Maxplain – Value-based Evaluation of Explainable AI Techniques
More Info
expand_more
Abstract
A 2022 Harvard Business Review report critically examines the readiness of AI for real-world decision-making. The report cited several incidents, like an experimental healthcare chatbot suggesting a mock patient commit suicide in response to their distress or when a self-driving car experiment was called off after it resulted in the death of a pedestrian.
These incidents, leading to media frenzies and public outcries, underscore a pressing concern: "How do these AI systems reach their conclusions?" It has created an urgent demand for transparency and clarity in AI decision-making processes. This urge to understand has translated into a significant uptick in the volume of work in Explainable AI (XAI). This makes it crucial to have consistent evaluation standards for streamlined growth in the field.

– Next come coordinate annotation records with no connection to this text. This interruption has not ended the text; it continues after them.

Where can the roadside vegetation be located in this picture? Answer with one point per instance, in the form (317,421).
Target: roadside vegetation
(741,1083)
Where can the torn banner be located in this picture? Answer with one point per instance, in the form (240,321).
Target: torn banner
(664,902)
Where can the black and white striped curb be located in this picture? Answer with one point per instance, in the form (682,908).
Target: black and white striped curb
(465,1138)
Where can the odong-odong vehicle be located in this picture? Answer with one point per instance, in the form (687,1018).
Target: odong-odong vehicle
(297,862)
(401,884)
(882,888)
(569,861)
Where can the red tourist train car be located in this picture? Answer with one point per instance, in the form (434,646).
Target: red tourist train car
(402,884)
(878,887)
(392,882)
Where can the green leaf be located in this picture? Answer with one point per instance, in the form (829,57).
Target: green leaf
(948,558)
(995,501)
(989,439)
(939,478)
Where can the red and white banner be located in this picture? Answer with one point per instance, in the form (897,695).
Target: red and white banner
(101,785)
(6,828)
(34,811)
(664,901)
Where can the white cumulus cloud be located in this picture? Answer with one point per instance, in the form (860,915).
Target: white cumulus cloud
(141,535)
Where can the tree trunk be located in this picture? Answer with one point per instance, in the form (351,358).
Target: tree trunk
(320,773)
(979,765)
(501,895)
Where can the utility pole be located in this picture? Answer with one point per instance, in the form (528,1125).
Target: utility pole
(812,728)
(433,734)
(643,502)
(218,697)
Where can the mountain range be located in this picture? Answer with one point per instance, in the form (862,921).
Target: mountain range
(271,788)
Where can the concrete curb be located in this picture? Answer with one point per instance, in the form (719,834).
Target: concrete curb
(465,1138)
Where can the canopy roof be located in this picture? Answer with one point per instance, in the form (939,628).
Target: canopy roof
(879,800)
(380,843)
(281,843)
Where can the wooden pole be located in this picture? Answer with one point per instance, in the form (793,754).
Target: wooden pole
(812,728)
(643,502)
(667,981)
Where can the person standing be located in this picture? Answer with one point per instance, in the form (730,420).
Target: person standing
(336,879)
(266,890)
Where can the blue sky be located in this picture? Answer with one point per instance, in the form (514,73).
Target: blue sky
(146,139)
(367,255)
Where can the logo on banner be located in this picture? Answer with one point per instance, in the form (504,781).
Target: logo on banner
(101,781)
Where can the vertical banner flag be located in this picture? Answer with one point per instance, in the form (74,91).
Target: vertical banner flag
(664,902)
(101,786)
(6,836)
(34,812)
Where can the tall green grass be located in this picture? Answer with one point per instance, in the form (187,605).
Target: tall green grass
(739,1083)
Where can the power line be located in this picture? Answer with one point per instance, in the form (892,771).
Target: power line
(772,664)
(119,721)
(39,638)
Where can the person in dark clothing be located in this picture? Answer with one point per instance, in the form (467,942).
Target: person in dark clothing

However, XAI, being a multidisciplinary field, faces the challenge of a lack of consensus on what constitutes a "good" explanation. Stakeholders with diverse backgrounds and needs can have diverging expectations from XAI. Some might prioritize simple and concise explanations, while others prioritize detailed information about AI predictions, all depending on their end goal.
This thesis addresses the standardization of an evaluation framework for XAI methods, that accounts for stakeholders' needs in different usage contexts. It presents a prototype that can be customized and extended to suit various XAI methods and tasks. Findings affirm the framework’s ability to yield insightful comparisons between different XAI methods. It also highlights issues with human perception of specific XAI features in those methods. The efforts in this work contribute to XAI techniques being integrated into real-world applications, ensuring more reliable and consistent performance assessment.